18th Party Congress
The Chinese Communist Party's 18th Congress, held in Beijing November 8-14, 2012, marked a key power transition in China. A new generation of leaders, headed by Xi Jinping and Li Keqiang, took over from the previous leadership headed by Hu Jintao. The Communist Party's Politburo Standing Committee was reduced in number from nine to seven. Unlike his predecessor Jiang Zemin, Hu Jintao handed over both the Party General Secretary and Chairman of the Central Military Commission positions to Xi.
Hu Jintao's place in the Communist Party hierarchy
What rank will Hu Jintao hold in the Communist Party hierarchy after he stands down as its general secretary? The answer to that will most likely provide some hint about the extent of Hu's residual influence.
Will he rank No 3, after his successor Xi Jinping and predecessor Jiang Zemin? If so, it will be a conspicuous sign that Xi will be overshadowed by the two previous party chiefs, even though the party has hailed another smooth transition of power?
Since Jiang handed over the baton to Hu 10 years ago his name has always ranked second after Hu's in the party hierarchy. This follows a tradition of showing respect to former party chiefs, taking into account their impact and legacy.
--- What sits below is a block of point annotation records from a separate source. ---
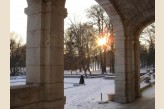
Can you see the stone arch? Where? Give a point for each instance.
(45, 66)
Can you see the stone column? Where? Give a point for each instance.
(137, 67)
(44, 60)
(124, 67)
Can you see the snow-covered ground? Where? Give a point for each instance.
(83, 96)
(86, 96)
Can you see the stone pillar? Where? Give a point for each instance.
(137, 68)
(124, 67)
(44, 60)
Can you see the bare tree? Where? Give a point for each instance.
(17, 54)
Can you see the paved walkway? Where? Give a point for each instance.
(147, 101)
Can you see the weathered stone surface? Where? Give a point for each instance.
(53, 91)
(25, 95)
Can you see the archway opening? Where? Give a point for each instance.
(88, 42)
(147, 54)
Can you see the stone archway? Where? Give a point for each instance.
(45, 34)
Jiang is always given a prominent position in state events he attends - a sign that he is still an influential figure. At a military parade celebrating the nation's 60th anniversary in 2009, Jiang was on a stage together with Hu to review the troops. But analysts say Hu's legacy in the party is likely to fade fast and he will not place himself before Jiang, meaning that the best he could hope for is No3 in the hierarchy.
The names of retired leaders appear on occasions such as major party celebrations, or when party elders pay tribute at the funerals of party veterans.
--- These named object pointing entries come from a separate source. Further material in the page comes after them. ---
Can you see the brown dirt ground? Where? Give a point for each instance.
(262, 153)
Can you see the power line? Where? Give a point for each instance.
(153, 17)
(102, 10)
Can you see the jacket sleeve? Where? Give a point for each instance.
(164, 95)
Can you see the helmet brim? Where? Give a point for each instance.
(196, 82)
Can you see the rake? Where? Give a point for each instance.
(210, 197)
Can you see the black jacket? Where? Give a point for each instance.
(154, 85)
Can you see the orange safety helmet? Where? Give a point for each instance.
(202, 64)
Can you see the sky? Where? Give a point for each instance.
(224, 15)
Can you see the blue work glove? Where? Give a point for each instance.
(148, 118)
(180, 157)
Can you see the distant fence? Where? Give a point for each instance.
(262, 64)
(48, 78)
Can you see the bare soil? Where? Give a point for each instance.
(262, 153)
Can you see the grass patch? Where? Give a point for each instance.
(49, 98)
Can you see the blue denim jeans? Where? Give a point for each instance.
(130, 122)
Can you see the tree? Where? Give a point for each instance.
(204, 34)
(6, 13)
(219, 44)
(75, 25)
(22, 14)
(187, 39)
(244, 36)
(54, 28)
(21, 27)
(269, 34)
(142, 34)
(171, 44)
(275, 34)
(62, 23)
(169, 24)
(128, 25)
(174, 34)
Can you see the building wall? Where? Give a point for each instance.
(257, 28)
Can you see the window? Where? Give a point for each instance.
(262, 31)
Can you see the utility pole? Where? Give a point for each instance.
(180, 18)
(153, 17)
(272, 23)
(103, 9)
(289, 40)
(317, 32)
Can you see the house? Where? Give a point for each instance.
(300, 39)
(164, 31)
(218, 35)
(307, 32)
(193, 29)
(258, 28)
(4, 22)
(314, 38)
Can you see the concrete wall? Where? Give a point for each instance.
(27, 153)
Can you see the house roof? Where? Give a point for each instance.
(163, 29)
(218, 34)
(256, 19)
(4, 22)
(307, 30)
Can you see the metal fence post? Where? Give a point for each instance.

The order of the names strictly follows the hierarchy of the party. In the past 10 years, Jiang's name has always come after Hu's, but before Wu Bangguo's . Wu ranked second in the Politburo Standing Committee during Hu's administration.
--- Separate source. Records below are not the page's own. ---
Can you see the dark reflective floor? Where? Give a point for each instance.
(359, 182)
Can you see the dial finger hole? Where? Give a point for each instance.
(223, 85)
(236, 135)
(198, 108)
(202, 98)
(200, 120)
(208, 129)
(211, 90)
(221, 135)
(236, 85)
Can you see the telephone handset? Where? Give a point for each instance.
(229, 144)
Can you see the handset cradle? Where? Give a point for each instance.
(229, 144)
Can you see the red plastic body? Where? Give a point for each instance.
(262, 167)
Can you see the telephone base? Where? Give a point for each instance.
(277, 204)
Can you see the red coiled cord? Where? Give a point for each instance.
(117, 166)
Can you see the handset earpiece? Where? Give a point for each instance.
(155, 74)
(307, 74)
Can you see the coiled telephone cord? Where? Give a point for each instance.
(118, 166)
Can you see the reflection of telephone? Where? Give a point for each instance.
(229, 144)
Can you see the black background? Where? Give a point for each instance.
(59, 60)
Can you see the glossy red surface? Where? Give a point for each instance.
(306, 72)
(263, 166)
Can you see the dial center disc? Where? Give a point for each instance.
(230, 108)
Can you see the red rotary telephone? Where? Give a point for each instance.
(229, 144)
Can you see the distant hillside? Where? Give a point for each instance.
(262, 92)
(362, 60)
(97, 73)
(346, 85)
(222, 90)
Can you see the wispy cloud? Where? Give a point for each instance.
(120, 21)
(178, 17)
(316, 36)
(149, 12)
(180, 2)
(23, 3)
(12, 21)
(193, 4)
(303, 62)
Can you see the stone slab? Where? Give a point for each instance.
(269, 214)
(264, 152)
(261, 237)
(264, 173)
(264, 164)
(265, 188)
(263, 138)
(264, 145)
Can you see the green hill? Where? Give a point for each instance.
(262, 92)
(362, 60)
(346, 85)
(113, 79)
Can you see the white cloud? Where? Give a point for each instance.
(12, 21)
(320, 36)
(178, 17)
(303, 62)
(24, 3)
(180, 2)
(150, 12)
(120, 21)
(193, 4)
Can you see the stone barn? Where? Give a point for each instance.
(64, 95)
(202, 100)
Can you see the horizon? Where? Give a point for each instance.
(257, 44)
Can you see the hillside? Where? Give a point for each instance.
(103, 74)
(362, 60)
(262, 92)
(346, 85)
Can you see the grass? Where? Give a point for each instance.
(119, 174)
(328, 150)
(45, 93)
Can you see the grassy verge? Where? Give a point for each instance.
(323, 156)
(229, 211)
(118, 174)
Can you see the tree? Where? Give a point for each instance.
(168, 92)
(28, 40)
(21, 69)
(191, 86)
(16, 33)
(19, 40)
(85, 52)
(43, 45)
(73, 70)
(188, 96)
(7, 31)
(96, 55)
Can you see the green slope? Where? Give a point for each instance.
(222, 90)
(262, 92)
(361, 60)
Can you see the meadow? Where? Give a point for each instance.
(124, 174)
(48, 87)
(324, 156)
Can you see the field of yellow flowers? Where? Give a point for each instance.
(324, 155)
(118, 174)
But if Hu wants to break the tradition, he could rank ninth after Xi, Jiang and the new members of the Politburo Standing Committee. That would most likely not go down well among his supporters.
Professor Gu Su from Nanjing University said that with the political future of Hu's protégé Ling Jihua (his former chief of staff) in question, Hu does not have a right-hand man capable of consolidating respect for him inside the party.
But Hu will not be totally out of the picture because party elders always have some say in party affairs.
Professor Wang Yukai of the Chinese Academy of Governance said: "Hu's views will still be very important when the new leaders consult the elders."